Semaglutide is a glucagon-like peptide-1 (GLP-1) inhibitor, a class of drugs that includes tirzepatide, which the FDA approved on Wednesday as a weight loss drug that Eli Lilly is marketing as Zepbound. Sales of GLP-1 inhibitors have skyrocketed as they morphed from being drugs for treatment of type 2 diabetes to also being weight loss drugs.
Although the SELECT trial assessed semaglutide in people who already had cardiovascular disease, Lincoff said most drugs, including statins, that are effective in that circumstance — secondary prevention — are also effective work in primary prevention, which in this context would mean overweight or obese people who didn’t have established cardiovascular disease.

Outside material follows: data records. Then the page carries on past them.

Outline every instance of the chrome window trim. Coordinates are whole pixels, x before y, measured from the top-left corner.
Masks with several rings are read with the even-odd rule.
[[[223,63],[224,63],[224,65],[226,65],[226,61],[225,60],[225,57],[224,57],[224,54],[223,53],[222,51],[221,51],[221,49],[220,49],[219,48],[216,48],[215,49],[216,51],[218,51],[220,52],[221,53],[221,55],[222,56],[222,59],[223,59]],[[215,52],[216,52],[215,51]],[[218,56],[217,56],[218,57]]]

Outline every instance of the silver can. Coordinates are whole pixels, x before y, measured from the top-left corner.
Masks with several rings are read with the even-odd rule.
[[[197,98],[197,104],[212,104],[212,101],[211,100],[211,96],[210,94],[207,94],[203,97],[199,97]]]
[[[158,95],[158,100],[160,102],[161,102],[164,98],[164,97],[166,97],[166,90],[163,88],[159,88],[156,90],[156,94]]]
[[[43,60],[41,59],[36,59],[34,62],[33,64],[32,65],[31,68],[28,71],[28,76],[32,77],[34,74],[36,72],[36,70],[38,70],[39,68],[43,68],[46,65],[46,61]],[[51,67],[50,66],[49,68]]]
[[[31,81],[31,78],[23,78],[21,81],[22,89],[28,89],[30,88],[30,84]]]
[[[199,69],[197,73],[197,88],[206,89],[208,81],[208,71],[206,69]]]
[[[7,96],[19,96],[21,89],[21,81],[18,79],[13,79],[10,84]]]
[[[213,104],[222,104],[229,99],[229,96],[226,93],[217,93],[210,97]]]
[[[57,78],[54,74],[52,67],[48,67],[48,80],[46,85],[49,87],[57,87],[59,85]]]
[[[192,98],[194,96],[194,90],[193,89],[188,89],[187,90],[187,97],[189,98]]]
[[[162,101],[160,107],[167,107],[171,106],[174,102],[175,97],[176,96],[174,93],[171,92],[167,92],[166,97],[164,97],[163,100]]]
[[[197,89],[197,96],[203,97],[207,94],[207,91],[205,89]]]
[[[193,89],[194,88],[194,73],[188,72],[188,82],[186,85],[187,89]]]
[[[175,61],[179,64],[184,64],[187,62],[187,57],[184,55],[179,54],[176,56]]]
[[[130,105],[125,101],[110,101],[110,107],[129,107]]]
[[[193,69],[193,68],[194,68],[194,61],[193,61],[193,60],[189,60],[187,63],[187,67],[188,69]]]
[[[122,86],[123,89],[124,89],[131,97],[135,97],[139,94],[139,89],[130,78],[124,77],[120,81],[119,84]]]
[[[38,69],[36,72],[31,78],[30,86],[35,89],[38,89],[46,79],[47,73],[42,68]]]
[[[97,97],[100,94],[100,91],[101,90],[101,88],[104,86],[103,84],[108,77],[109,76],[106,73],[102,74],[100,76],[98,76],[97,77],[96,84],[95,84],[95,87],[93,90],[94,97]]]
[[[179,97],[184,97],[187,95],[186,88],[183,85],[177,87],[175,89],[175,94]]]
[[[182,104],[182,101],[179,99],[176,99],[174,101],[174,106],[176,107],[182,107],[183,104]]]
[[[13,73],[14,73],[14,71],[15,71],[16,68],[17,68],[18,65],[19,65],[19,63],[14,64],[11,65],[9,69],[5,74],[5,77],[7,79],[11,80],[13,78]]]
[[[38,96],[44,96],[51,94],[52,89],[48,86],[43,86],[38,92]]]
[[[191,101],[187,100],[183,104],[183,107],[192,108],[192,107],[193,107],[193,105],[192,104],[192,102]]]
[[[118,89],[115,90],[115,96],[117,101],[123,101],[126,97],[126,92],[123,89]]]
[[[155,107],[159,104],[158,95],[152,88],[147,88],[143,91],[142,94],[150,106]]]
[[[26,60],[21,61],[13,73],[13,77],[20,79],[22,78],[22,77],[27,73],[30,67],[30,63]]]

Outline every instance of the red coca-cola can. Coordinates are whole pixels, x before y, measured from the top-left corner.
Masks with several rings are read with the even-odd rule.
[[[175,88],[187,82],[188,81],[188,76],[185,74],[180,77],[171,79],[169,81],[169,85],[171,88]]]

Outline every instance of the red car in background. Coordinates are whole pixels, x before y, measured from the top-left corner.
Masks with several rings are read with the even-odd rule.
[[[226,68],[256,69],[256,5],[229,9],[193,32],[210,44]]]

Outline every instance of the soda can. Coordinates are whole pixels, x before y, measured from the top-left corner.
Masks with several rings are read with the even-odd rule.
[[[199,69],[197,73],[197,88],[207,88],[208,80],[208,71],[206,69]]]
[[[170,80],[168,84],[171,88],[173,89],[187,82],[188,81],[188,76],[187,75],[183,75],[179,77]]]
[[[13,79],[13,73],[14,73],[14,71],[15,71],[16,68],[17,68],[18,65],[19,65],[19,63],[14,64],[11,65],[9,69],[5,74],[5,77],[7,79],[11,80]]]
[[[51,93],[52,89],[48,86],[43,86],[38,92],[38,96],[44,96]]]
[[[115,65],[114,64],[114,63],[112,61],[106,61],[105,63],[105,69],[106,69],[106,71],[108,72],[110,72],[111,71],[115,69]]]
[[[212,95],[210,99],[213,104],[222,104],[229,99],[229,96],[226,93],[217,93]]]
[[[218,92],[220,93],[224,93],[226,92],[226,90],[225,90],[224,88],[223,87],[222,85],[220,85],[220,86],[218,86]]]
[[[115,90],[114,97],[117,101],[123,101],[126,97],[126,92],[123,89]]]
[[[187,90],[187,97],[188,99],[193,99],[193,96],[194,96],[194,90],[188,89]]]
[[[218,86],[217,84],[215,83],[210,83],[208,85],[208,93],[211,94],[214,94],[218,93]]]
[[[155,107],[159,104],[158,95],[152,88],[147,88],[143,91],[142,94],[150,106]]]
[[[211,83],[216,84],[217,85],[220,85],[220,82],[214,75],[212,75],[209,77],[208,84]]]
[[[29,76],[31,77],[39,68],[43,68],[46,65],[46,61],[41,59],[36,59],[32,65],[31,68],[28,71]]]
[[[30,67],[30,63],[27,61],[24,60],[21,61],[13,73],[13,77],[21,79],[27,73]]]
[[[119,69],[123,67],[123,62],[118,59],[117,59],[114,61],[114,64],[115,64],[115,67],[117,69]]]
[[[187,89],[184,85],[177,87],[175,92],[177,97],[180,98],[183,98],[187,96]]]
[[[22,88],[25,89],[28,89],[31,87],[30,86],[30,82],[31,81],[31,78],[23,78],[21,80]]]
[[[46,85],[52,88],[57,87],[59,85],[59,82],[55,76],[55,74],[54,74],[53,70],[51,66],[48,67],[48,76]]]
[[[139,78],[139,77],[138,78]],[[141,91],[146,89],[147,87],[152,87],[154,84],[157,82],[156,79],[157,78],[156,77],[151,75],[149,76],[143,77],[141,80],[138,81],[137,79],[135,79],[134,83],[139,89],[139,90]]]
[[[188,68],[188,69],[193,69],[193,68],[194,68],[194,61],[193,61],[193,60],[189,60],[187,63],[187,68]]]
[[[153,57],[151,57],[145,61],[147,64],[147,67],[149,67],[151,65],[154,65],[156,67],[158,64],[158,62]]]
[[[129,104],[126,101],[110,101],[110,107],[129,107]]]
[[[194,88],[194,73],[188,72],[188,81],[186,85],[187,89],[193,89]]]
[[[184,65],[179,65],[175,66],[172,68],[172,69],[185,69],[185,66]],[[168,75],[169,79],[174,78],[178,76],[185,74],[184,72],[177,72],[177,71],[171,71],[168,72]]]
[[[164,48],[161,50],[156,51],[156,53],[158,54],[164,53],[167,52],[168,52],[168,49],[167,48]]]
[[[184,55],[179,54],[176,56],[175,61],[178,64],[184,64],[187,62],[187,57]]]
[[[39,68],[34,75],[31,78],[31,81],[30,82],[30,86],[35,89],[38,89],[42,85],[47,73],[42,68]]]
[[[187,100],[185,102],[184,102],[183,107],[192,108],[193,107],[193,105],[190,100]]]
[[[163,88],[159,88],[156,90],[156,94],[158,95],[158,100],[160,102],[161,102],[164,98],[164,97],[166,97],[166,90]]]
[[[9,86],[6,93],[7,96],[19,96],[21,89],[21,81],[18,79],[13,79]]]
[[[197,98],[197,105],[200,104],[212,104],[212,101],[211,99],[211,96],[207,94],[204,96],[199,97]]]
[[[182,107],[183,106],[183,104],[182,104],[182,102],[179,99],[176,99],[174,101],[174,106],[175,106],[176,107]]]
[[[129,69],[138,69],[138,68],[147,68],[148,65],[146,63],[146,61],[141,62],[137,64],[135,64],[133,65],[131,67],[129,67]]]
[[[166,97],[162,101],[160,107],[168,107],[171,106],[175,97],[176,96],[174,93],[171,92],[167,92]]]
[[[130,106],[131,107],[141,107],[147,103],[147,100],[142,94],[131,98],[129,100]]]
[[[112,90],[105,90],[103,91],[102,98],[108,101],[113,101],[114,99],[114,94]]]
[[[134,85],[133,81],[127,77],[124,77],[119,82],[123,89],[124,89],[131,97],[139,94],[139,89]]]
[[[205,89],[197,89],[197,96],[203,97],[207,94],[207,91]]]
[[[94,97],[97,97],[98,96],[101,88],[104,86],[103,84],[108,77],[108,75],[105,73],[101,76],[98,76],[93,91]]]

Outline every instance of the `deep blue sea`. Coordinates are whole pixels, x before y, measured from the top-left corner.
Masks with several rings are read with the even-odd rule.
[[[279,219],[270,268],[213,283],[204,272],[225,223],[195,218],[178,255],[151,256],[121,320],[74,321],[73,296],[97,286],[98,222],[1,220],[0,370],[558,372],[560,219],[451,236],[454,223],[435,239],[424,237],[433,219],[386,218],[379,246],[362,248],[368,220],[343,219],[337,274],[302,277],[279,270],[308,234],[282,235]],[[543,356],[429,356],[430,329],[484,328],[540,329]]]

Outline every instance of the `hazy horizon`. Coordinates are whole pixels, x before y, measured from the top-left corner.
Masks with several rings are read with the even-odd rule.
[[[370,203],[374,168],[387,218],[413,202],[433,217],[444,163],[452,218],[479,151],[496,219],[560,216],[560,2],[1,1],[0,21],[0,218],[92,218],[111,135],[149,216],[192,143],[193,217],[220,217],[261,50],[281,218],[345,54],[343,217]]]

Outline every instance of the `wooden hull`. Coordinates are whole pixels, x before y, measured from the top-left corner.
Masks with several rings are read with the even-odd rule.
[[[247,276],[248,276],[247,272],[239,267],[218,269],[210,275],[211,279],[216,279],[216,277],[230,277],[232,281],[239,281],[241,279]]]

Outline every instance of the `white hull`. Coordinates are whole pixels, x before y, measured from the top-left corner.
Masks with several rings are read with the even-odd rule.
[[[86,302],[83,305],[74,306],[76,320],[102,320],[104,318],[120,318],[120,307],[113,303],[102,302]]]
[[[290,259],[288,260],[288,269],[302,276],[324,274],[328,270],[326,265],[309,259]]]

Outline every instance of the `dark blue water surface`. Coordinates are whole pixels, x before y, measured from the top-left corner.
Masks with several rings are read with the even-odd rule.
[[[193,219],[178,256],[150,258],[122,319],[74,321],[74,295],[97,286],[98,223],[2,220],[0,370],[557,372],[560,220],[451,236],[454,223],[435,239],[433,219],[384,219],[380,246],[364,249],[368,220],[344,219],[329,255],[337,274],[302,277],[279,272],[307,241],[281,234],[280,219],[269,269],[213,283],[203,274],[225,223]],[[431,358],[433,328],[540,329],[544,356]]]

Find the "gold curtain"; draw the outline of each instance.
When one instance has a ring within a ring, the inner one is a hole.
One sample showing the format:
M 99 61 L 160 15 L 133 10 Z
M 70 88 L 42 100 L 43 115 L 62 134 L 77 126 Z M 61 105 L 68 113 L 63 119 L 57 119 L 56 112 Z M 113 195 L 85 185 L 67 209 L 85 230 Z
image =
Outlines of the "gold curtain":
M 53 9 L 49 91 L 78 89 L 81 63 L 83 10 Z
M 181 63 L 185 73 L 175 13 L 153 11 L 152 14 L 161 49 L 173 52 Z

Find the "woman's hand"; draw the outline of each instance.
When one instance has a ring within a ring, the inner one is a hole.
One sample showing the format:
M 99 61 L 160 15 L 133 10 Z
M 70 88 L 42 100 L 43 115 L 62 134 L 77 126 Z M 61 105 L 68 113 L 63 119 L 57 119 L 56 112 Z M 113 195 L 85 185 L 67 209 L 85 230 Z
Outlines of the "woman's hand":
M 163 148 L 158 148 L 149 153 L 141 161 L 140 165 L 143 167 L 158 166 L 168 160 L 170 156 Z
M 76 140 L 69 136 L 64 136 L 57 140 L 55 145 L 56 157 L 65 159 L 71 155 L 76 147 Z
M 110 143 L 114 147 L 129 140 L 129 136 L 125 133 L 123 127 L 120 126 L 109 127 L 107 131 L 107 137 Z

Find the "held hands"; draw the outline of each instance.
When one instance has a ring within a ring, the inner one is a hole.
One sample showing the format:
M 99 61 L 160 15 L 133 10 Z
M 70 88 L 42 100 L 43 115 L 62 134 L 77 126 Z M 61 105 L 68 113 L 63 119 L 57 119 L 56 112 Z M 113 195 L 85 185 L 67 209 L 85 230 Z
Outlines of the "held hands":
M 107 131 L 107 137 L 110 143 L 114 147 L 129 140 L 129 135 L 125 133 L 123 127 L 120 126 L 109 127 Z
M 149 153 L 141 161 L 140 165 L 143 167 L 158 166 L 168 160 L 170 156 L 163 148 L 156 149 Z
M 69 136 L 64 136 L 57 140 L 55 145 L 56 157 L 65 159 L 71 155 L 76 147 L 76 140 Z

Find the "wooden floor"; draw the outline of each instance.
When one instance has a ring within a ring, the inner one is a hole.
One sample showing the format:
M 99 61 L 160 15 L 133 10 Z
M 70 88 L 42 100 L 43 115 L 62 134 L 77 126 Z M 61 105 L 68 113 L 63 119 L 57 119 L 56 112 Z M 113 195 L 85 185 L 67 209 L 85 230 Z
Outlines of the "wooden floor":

In accompanying editorial in the New England Journal of Medicine, Amit Khera, M.D., at the University of Texas Southwestern Medical Center in Dallas and Tiffany M. Powell-Wiley, M.D., M.P.H., of the National Heart, Lung and Blood Institute and the National Institute on Minority Health and Health Disparities, heralded the SELECT trial as pointing to a welcome treatment option for people at risk of cardiovascular events despite having well-controlled risk factors and very low LDL levels. But they also noted the “significant cost” of GLP-1 inhibitor therapy at the current prices and argued for continuing to address the “upstream underpinnings “of obesity and the downstream effects on the communities that are most vulnerable to experiencing it.